By Reid Spencer, NASCAR Wire Service
Distributed by The Sports Xchange
RICHMOND, Va. -- For Joey Logano, this is it.
The Team Penske driver's championship hopes have been distilled into one 400-lap race on Saturday night at Richmond Raceway.
If Logano puts his No. 22 Ford into Victory Lane in the Federated Auto Parts 400 (7:30 p.m. ET on NBCSN), he will be part of the Monster Energy NASCAR Cup Series playoff. Anything less, and he will watch 16 other drivers compete for the title in the 10-race playoff.
Logano won the April race at Richmond, but his car failed post-race inspection at NASCAR's Research & Development Center in Concord, N.C., because of a rear suspension violation. Accordingly, Logano lost the right to count the encumbered victory toward qualification for the playoff.
Subsequently, the No. 22 team floundered, knocking Logano out of contention for a playoff spot on points. A victory is his only path to the postseason, and Richmond is his last chance.
"We're in a do-or-die situation," Logano acknowledged before opening practice Friday morning. "Anytime you can win a race in that situation, there is no better feeling than that. Also, returning here after our win in the spring and obviously the drama that followed, it would be very nice to be able to get back in Victory Lane and prove a point.
"I don't see any reason why we can't. We had great pit stops last week (at Darlington). Second place is a failure when you look at the goal this week. It's win or nothing. We have to race that way. Hopefully it all works out. We'll just have to wait and see. We will see what our car has in a few minutes, we will tune on it and give it all we've got."
HAMLIN ACKNOWLEDGES PENALTIES WERE JUSTIFIED
It took a little more than 24 hours for Denny Hamlin's euphoria to turn sour.
On Sunday night at Darlington Raceway, one of the most important tracks to the driver of the No. 11 Joe Gibbs Racing Toyota, Hamlin won the Bojangles' Southern 500 to complete a sweep of the NASCAR Xfinity Series and Monster Energy NASCAR Cup Series races at the Lady in Black.
But on Monday afternoon, Hamlin began to hear rumblings that all might not be right with his race-winning car, which NASCAR had taken to its R&D center for detailed inspection.
"I heard something on Monday or so -- I think later on Monday or early Tuesday -- that it was questionable, that it needed further review," Hamlin said. "As far as I understand, my crew chief (Mike Wheeler) went and saw it for himself on Wednesday. He deemed it not right (outside NASCAR's rules). So I would agree with the assessment."
The rear suspension violation cost Hamlin five playoff points. He also lost Wheeler's services for two races. What's more, Hamlin's winning Xfinity Series was penalized for the same problem.

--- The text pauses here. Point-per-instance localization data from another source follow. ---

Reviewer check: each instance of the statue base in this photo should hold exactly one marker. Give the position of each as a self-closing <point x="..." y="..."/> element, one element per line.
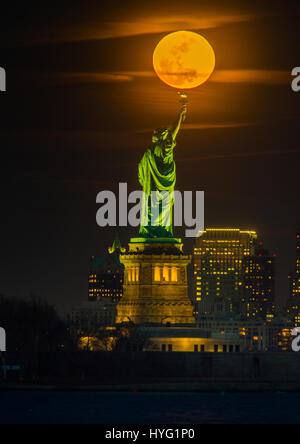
<point x="155" y="284"/>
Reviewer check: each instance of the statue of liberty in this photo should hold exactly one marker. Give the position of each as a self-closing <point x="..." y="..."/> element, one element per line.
<point x="157" y="176"/>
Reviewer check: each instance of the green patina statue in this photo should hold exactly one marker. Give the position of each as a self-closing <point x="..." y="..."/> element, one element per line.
<point x="157" y="176"/>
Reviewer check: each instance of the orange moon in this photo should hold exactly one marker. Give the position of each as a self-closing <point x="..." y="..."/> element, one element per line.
<point x="184" y="60"/>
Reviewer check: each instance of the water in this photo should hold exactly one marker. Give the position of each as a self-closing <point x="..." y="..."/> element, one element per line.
<point x="41" y="407"/>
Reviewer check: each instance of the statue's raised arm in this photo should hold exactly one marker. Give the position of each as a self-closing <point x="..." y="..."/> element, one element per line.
<point x="174" y="129"/>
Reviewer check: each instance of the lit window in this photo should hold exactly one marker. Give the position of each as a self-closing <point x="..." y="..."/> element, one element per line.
<point x="174" y="274"/>
<point x="157" y="274"/>
<point x="166" y="274"/>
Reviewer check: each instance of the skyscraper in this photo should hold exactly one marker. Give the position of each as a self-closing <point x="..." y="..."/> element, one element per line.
<point x="106" y="275"/>
<point x="219" y="269"/>
<point x="293" y="305"/>
<point x="259" y="284"/>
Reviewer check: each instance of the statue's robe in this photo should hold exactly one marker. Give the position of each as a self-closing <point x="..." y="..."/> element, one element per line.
<point x="157" y="174"/>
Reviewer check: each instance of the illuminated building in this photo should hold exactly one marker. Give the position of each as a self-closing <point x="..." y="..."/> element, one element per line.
<point x="155" y="285"/>
<point x="259" y="284"/>
<point x="219" y="269"/>
<point x="259" y="335"/>
<point x="106" y="275"/>
<point x="293" y="305"/>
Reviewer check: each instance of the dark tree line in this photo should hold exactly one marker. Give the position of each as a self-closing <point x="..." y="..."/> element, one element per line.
<point x="32" y="326"/>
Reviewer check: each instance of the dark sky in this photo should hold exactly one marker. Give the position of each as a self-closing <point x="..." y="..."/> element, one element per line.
<point x="80" y="106"/>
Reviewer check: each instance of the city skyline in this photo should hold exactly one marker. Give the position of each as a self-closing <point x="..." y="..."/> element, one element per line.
<point x="94" y="99"/>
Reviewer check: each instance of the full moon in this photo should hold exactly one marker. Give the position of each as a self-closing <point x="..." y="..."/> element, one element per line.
<point x="184" y="60"/>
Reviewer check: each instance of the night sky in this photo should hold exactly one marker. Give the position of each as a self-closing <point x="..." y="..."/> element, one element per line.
<point x="82" y="101"/>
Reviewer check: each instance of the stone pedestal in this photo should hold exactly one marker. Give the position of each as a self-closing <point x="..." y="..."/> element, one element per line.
<point x="155" y="284"/>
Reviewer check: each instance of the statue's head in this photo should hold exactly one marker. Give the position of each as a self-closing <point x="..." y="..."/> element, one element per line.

And a wonderful weekend at Darlington had suddenly lost much of its luster.
"I know personally it had nothing to do with winning the races," Hamlin said of the infraction. "I'd won five other races at that track well before that. I'd love to line 'em up again. That track is special to me. It was a special weekend all in all. It took something that was super positive and turned it into a negative pretty quick."
But Hamlin also said the penalty was appropriate, and if NASCAR decides in the future to take wins away from cars that are out of compliance, Hamlin is on board with that, too.
"Yeah, I think it fits," Hamlin said of the penalty. "I think we can talk about taking wins away in the future. I think it's definitely a possibility ... as long as it's the same for everyone, I think that's key. Make sure that when someone else is in there with the same violation, it gets the same penalty and treatment, even if it's in the playoffs."
EARNHARDT JR. ISN'T EXPECTING A SATURDAY MIRACLE
From the standpoint of a large portion of the NASCAR fan base, no outcome at Richmond Raceway could be better than Dale Earnhardt Jr. winning Saturday night's Federated Auto Parts 400 and qualifying for the playoff in his last season of full-time Monster Energy NASCAR Cup Series racing.
But Earnhardt himself doesn't consider that a likely prospect.
"Just right now, if we had to line up and race, I think we've got about a sixth to 12th place car," Earnhardt said after Friday's final practice at the .75-mile short track. "We could run a fast lap that was a top-10 lap in the first two practices in race trim. After about 30 laps, we were behind the Penske guys on speed and we were behind all the Toyotas on speed by a tenth (of a second) or two.
"We tried some things in the second practice that won't get us front-end speed, but we did some things that I think will help our car on the long run. So we've got to just hope that's going to work for us in the race. But, these races aren't typically long-run races anymore, especially with the stages and late cautions and stuff."
The bottom line? Though anything can happen in a NASCAR race, a miracle might not be in the cards for Earnhardt on Saturday night.
"I haven't thought about any fairy tales," Earnhardt said.